Machen, J. Gresham
J. Gresham Machen: A Biographical Memoir (Stonehouse)
John Gresham Machen (1881–1937) was one of the most significant figures in the evangelical church throughout the twentieth century. He is best known through his vision for a truly evangelical presbyterian church in the USA, and as the founder of Westminster Theological Seminary, Pennsylvania.
Gifted with an incisive mind which was finely tuned to the highest level of scholarship, he placed above all else his concern for Christ’s gospel and the reliability of the Scriptures.

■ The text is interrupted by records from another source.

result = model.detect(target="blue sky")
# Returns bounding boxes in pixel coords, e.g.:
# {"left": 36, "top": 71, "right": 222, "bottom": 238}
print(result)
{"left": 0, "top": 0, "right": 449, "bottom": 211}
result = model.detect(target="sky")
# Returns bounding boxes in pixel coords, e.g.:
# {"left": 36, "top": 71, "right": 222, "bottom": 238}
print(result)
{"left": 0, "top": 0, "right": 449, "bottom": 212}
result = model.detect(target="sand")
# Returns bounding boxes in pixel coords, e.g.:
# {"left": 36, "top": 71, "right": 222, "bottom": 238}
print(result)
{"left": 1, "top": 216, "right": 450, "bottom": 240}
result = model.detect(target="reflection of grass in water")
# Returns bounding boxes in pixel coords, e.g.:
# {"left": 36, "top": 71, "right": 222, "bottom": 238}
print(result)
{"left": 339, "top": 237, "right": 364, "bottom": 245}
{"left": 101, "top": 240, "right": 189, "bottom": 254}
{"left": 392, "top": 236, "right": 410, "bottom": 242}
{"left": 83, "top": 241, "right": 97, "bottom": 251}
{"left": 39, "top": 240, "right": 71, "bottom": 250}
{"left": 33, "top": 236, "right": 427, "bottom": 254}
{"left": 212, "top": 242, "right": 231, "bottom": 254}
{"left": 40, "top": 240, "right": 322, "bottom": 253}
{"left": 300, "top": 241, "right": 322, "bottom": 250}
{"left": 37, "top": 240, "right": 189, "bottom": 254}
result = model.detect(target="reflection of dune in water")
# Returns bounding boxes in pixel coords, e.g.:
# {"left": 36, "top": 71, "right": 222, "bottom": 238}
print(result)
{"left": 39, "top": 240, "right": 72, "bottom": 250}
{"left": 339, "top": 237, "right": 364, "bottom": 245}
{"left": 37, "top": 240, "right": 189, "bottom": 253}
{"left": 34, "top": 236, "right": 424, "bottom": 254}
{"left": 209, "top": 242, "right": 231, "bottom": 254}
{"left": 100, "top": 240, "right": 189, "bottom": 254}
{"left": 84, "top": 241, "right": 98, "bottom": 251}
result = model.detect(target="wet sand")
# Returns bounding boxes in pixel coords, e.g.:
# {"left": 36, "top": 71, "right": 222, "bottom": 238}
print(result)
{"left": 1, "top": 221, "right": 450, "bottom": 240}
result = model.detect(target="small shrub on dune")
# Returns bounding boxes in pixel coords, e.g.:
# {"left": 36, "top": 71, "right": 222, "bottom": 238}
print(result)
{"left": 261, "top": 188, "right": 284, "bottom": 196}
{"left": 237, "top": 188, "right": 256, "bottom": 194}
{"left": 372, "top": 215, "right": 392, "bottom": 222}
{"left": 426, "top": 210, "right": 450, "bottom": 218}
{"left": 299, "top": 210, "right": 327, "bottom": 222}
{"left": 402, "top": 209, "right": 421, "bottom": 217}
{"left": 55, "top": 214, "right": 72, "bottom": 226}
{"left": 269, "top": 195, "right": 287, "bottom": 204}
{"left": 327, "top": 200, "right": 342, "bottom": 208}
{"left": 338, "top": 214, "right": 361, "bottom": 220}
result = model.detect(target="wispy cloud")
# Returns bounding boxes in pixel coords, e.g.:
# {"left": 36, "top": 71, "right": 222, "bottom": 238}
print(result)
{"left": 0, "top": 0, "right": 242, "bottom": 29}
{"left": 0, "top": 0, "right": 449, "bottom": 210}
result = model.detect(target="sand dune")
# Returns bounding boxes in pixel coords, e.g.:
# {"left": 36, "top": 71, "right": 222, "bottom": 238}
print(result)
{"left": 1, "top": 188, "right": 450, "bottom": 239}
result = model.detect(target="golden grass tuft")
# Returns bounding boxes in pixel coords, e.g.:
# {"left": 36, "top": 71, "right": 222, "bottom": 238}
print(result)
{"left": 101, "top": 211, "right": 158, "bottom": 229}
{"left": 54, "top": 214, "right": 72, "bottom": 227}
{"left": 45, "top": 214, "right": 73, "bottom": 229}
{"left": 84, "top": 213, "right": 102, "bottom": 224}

For these he was prepared to suffer opposition, abuse, and even rejection.
In the Philadelphia seminary, Machen gathered around him a team of men, including Cornelius Van Til, Paul Woolley, John Murray, and Ned Stonehouse, whose work took on international significance, and brought guidance to Christian scholarship and wisdom to the entire Christian church.
Machen laid everything he possessed in tribute at the feet of Christ. He was, so to speak, a rich, young ruler in the church of God who sold all to follow his Master. He was deeply concerned to bring his warmhearted and accurate exposition of the gospel to the entire church. Such works of his as God Transcendent, The Christian View of Man, and An Introduction to the New Testament, have put many readers in his debt.
Author
Ned Bernard Stonehouse (1902 – 1962) joined J. Gresham Machen in the founding of Westminster Theological Seminary in 1929, where he served for over thirty years as Professor of New Testament. He was one of the 34 constituting members of the Orthodox Presbyterian Church in 1936, having been a minister of the Presbyterian Church, USA, from 1932.
Stonehouse received the A.B. from Calvin College (1924), the Th.B. and Th.M. from Princeton Theological Seminary (1927), and the Ph.D. from the Free University of Amsterdam (1929).